Rainbow Rare Earths Ltd has announced that work on the preliminary economic assessment (PEA) for the Phalaborwa rare earths project in South Africa has commenced.

Independent test work carried out to date has confirmed that the phosphogypsum at Phalaborwa is amenable to direct leaching with sulfuric acid for extraction of the contained rare earths. The resultant pregnant leach solution, after acid recovery, will be a suitable feedstock for purification and separation of the valuable rare earths. The PEA will compare a conventional route to produce a Cerium-depleted mixed rare earths carbonate versus an alternative flow sheet that bypasses the carbonate stage and delivers three higher value products, comprising neodymium and praseodymium (NdPr) oxide, terbium (Tb) oxide and dysprosium (Dy) oxide. The results will then guide the direction for development of a pre-feasibility study.

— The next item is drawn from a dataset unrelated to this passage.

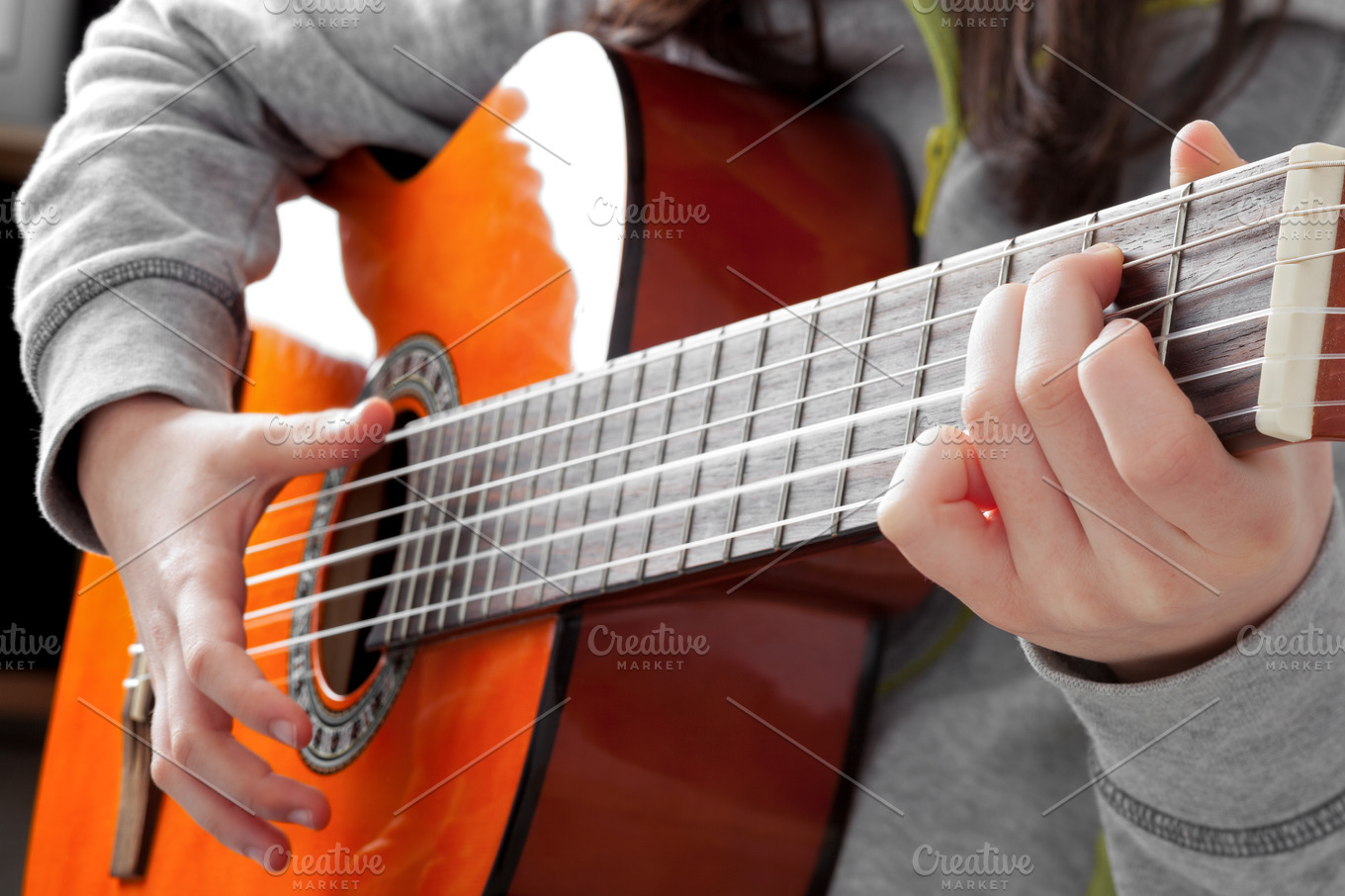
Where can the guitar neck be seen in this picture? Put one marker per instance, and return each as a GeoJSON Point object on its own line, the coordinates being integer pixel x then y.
{"type": "Point", "coordinates": [783, 430]}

The scope of the PEA has been enlarged from the original plan to now include a downstream processing step, as an alternative to the original flowsheet which will produce a mixed rare earth carbonate. This is possible at Phalaborwa owing to the fact that the rare earths contained in the phosphogypsum are in a ‘cracked’ chemical form. Further downstream processing to separate and purify individual oxides is anticipated to deliver the following benefits compared to a traditional flowsheet:

  • The enhanced flowsheet is expected to be capable of delivering a higher value product, delivering the full value of the separated rare earth metal oxides. By comparison, Rainbow's Gakara project produces a high-grade mineral concentrate, which has been sold to China for further downstream beneficiation/processing, realising approximately 30% of the contained rare earths metal oxide value. The traditional flowsheet at Phalaborwa would produce a mixed rare earth carbonate, realising approximately 60% – 65% of the contained metal oxide value, compared to 100% of the metal oxide value the company would achieve by going further downstream to produce separated individual oxides as a per the enlarged PEA scope of work.
  • Capital and operating expenditure cost savings are expected compared to the initial traditional flow sheet to produce a mixed rare earth carbonate for further processing in a dedicated separation facility.
  • Only the high value rare earths will be separated and recovered (Nd, Pr, Tb and Dy which represent 95% of the Phalaborwa rare earths basket value), thereby enabling the company to capture the full benefit of additional value from downstream processing, without superfluous capital and operating expenditure which would be needed to separate all the individual rare earth elements present in the stacks.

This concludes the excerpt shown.